Wir fragen uns, welche der Chefsachen von heute an auf den Sankt-Nimmerleins-Tag verschoben werden.

(Beifall bei der SPD und der GAL)

Die Ortsumgehung Finkenwerder etwa? Die S4 – haben wir gehört – hat es schon getroffen. Die U-Bahn-Anbindung produziert nicht nur hohe Investitionskosten, auch der Zeitfaktor bei der Planung einer neuen U-Bahn-Linie spricht eindeutig dagegen. Ganz außer Acht lässt diese Lösung auch die städtebauliche oder auch die touristische Komponente. Für Besucher dieser Stadt – auch zu Olympia – ist eine oberirdische Verbindung durch die städtebaulich interessante HafenCity von unschätzbarem Vorteil. Stattdessen gibt es eine Bahnhofslösung unter der HafenCity, die ungefähr mit der Qualität der Station Messehallen zu vergleichen ist. Die kennt ja der eine oder andere von uns, da gibt es immer Verfolgungsszenen auf diesem riesigen U-Bahnhof.

(Dr. Wieland Schinnenburg FDP: Wer hat denn Messehallen gebaut?)

So tief müsste dort die U-Bahn-Verbindung verlaufen.

Ein paar Bemerkungen zur Stadtbahn. Stadtbahnen sind viel rentabler, auch in ihren Betriebskosten.

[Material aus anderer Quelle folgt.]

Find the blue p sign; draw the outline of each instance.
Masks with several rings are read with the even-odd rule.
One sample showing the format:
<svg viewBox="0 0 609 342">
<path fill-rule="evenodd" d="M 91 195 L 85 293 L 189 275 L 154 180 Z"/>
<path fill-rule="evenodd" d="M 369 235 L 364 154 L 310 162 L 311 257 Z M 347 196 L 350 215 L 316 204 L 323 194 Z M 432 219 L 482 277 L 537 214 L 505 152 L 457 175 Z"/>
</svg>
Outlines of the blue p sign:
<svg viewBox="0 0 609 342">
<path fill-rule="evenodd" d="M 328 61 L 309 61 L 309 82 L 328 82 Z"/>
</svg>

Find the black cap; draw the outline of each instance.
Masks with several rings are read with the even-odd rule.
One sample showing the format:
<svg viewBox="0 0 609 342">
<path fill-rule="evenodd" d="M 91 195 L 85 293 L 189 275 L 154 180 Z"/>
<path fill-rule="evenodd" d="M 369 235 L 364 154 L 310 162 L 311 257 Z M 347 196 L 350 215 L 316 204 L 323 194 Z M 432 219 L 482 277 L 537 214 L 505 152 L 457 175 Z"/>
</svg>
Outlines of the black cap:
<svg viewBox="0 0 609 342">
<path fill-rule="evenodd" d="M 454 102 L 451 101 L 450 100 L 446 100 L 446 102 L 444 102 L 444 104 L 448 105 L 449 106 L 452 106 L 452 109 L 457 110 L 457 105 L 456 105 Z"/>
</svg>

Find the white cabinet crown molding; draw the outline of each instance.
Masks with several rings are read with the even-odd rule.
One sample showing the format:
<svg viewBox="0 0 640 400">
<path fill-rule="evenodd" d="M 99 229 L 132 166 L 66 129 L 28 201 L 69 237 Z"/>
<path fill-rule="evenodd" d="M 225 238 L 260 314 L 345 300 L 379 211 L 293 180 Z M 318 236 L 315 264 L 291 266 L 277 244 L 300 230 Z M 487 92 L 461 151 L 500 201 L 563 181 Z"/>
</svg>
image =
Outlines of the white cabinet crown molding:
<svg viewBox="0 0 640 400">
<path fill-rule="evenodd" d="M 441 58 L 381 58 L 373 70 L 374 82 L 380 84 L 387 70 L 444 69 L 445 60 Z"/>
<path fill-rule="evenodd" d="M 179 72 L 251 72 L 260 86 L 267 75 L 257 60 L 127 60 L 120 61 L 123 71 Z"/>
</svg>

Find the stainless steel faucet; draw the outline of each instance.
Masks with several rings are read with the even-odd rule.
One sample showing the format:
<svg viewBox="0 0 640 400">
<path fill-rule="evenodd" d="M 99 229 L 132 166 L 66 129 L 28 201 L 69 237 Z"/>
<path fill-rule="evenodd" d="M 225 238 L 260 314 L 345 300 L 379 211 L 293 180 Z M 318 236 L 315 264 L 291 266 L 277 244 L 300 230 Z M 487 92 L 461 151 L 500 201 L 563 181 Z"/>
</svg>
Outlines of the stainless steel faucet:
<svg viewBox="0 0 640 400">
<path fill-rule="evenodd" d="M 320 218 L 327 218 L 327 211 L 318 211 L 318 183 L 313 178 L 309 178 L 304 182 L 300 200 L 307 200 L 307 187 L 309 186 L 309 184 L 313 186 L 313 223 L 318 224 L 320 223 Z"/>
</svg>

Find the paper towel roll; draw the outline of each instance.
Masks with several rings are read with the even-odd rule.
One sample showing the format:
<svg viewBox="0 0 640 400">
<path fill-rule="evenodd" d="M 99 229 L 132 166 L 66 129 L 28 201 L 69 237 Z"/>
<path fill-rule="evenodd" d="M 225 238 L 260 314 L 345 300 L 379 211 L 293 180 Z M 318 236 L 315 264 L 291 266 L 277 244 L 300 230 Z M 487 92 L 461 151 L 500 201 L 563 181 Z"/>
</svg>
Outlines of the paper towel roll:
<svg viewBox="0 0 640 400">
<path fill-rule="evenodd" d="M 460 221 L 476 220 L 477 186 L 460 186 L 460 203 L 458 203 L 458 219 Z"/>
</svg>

Wie in diesem Zusammenhang die Einlassung des Senators von gestern zu verstehen ist, der im Bauausschuss gesagt hat, man

(Reiner Wohlers Partei Rechtsstaatlicher Offensive)

darf keine Entscheidung über ein Zukunftssystem fällen, wenn man sich nicht darüber im Klaren ist, wie die anfallenden Betriebskosten zu finanzieren sind.

(Krista Sager GAL: Sehr richtig!)

Über die Finanzierung würde ich in dem Zusammenhang gerne noch einmal etwas hören.

(Beifall bei der SPD und der GAL)

Aus Fußballersicht müsste man spätestens hier sagen, jetzt steht es eindeutig 3:0 zugunsten der Stadtbahn.

(Beifall bei der SPD und der GAL)

Leistungsfähige Stadtbahnen können überall in Deutschland, wenn man weiter reisen will, auch in Europa, vielleicht auch in Australien, angeguckt werden. Was insbesondere das Argument der FDP betrifft, hier handele es sich um eine Wiedereinführung einer Stadtbahn, der kann nach Paris fahren. Dort gibt es die Wiedereinführung der Stadtbahn und es ist ein gelungenes System,

(Ekkehard Rumpf FDP: Aber doch nur außen!)

das sicher kein Pariser wieder missen will. Aber man kann sich auch, wenn man nicht so weit reisen will, gerne in Straßburg oder auch in Köln umgucken. Für uns bleibt: Bausenator Mettbach versenkt aus ideologischen Gründen das Geld der Steuerzahler in die Elbe. – Danke.